A bolt of cloth — prose by Lisa Annelouise Rentz, read by Sara Headley

 

listen to “A bolt of cloth”

In 1957 in Los Angeles, when Auguste Ricener was designing his Long Plaid Brown cloth, he was not aware of the 2006 study that measured brain activity and retinal perception cross-referenced with presumption. He intended two things: to bend the appearance of the women who would— someday and somewhere— wear his poplin garments, and to shape the experience of those who looked upon her.

Auguste striped fairly regular beams the width of a carrot. He divided each horizontal stripe into a cycle of offset autumn colors— but no red— forming lines that hinted at a conventional plaid. The browns and golds were elegant, smudged here and there with a bright green. However, the flittery Monarch Clothery Co. produced only a half-batch of Long Plaid Brown, due to both doubts of sell-ability from the marketing dåepartment and to the headache of the manager of the design department, who nonetheless took a piece of the cloth home to his daughter. She used the piece for many years: doll blanket and end table cover, and wishes for more as it aged so well.

In 1963, the Kress Department Store on a big town main street had 3 bolts in stock. One day, Kay Lynn Oren walked inside. She sewed her own clothing, and wanted something new for the school year, her senior year of high school. She was happy with that 20th Century cycle, each season with its reason and maypole and equinox.
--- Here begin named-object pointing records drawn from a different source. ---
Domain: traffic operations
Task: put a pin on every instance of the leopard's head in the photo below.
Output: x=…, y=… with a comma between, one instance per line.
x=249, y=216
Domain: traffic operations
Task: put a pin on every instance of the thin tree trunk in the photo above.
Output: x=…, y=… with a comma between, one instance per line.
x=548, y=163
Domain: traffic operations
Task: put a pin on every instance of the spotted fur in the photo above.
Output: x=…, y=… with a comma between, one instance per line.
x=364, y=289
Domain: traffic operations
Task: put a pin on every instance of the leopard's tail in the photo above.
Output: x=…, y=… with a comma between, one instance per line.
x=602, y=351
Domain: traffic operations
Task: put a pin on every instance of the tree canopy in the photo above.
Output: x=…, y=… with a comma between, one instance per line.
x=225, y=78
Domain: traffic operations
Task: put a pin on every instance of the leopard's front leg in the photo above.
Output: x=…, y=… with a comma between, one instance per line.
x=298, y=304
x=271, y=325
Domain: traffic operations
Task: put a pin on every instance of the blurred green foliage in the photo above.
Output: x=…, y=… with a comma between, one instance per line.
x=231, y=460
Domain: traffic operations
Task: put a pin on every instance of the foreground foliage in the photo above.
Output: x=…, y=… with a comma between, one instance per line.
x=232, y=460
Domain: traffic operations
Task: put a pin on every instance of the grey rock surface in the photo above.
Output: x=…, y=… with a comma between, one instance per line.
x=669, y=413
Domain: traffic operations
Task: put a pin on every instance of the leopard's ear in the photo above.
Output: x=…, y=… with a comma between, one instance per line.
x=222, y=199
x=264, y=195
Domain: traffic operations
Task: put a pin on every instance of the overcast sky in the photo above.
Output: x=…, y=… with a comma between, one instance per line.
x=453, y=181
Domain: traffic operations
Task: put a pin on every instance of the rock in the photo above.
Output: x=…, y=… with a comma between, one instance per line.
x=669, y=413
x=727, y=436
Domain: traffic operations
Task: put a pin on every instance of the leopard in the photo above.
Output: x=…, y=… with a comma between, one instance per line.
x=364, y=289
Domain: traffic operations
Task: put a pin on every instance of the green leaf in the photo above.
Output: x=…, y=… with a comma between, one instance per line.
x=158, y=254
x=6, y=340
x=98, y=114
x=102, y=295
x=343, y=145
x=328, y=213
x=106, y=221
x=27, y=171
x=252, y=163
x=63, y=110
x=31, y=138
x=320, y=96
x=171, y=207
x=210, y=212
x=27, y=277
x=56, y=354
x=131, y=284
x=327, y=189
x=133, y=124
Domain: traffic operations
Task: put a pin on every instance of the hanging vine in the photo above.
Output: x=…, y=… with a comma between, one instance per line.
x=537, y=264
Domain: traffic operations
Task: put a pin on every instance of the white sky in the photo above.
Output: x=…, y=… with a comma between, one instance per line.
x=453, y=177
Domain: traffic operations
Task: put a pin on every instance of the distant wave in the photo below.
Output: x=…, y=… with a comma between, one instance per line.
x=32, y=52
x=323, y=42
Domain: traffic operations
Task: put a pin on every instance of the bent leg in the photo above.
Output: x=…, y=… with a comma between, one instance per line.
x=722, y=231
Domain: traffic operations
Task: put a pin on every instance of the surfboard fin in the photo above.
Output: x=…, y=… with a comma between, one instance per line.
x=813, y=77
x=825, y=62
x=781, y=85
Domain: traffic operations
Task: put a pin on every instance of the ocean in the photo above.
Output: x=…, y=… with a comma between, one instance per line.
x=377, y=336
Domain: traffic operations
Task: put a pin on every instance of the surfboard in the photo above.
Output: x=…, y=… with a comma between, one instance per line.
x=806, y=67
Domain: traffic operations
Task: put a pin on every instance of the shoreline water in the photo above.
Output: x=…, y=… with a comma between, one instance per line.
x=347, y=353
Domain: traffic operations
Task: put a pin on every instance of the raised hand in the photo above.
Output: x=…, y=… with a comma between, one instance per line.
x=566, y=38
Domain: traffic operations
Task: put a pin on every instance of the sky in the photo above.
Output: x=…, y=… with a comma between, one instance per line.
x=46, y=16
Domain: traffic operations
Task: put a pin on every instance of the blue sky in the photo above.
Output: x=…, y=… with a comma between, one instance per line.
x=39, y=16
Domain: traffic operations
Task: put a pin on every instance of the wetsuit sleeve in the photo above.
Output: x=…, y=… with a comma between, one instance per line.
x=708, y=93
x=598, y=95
Kay Lynn bought 6 yards— Long Plaid Brown was on sale.

Kay Lynn constructed a beautiful skirt in Long Plaid Brown, perfectly suited to her figure. The waist was as small as a bird’s nest (a falcon’s perhaps) and the drape of the poplin fabric was perfect, falling below her knees (dimpled.) The deep pleats rolled across the horizons of a thousand alternate realities of the autumn stripes chosen by Auguste. She wore it to the first football game of the year— and, in the last year she fit it, to the grocery store. She looked as the designer intended: a woman who enjoys whatever she is doing because she is outfitted.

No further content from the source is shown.